Steven Santo, Chief Executive Officer of Avantair, stated, “We delivered impressive record gains in flight time card sales and revenue-generating flight hours flown during the first quarter, both of which support our recent fleet expansion of an additional four aircraft, three of which have already been received and one of which is expected to be added during the current quarter. Our program success is especially outstanding considering industry reports that indicate a downturn in private jet travel. Satisfied Avantair customers keep referring new customers, which is building our brand equity and driving the expansion of our market presence.
“In entering fiscal 2010, we’ve reached an important inflection point in our business where we believe we are getting close to our goal of sustainable profitability. We believe there are significant barriers to successful entry into our light-jet private transportation category, where we have already established critical mass, scale economies, and low-cost luxury transport leadership. While competitors are downsizing operations in the current environment, we are adding pilots, flight hours, aircraft, and adding to our sales force to meet escalating demand,” Mr. Santo continued.
“Environmental concern is yet another factor working in our favor. With travelers seeking responsible private transportation and alternatives to high cost, high emission air travel, customers are placing increasing value on our Piaggio aircraft fleet which offers the lowest fuel burn and carbon emissions in the industry.
“Our excellence in each of these areas reinforces Avantair’s highly competitive market position and supports our growth profile over the long term. With exciting sales and marketing initiatives planned over the next several quarters, we look forward to achieving even more milestones and building greater value for our shareholders during fiscal year 2010.”

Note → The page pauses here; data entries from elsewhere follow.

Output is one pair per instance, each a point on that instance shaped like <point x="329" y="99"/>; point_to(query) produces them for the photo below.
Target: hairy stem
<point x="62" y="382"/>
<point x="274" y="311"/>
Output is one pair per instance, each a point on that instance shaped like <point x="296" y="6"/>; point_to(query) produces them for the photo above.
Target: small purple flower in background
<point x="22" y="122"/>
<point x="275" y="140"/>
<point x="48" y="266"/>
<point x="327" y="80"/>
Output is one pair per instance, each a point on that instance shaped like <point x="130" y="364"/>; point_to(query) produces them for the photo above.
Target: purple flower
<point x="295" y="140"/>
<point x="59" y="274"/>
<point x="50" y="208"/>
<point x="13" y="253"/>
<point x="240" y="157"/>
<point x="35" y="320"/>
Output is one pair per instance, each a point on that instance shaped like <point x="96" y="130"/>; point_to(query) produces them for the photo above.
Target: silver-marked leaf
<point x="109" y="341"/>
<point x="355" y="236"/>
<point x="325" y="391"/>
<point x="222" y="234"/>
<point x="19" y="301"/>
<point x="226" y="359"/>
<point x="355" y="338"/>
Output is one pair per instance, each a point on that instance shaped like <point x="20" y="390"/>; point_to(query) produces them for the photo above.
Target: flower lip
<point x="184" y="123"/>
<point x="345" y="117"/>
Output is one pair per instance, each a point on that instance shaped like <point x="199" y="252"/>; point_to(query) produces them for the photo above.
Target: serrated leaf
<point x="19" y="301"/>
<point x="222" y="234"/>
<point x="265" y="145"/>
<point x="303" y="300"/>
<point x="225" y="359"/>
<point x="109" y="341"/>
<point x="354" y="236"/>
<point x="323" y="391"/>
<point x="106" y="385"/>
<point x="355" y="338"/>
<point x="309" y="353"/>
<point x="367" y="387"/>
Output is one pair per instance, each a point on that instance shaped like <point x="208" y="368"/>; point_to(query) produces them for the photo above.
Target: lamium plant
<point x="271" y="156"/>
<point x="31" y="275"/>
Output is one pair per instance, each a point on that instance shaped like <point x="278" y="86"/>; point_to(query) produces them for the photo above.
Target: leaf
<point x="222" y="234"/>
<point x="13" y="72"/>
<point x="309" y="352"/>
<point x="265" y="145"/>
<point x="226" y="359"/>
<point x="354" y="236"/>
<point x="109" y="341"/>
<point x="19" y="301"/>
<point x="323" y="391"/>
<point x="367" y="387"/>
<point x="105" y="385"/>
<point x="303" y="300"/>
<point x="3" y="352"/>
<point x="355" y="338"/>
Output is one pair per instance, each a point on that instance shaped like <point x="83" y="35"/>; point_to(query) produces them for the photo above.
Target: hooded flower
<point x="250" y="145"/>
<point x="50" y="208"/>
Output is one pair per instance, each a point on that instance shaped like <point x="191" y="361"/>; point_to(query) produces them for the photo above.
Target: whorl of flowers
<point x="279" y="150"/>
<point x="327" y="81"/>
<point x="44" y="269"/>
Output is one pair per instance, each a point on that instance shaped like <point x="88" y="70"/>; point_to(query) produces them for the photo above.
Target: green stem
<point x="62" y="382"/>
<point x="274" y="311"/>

Use of Non-GAAP Measures of Performance
The Company believes that EBITDA (results from operations before depreciation and amortization) is useful to investors as it excludes certain non-cash expenses that do not directly relate to the operation of aircraft. This measure is a supplement to generally accepted accounting principles (GAAP) used to prepare the Company’s financial statements and should not be viewed as a substitute for GAAP measures. In addition, the Company’s non-GAAP measure may not be comparable to non-GAAP measures of other companies. Income from operations, which the Company believes to be the most directly comparable GAAP financial measure, would include depreciation and amortization expense. Depreciation and amortization expense was approximately $1.5 million and $1.1 million for the three months ended September 30, 2009 and 2008, respectively, resulting in income from operations of approximately $249,000 for the three months ended September 30, 2009 and loss from operations of approximately $1.9 million for the three months ended September 30, 2008.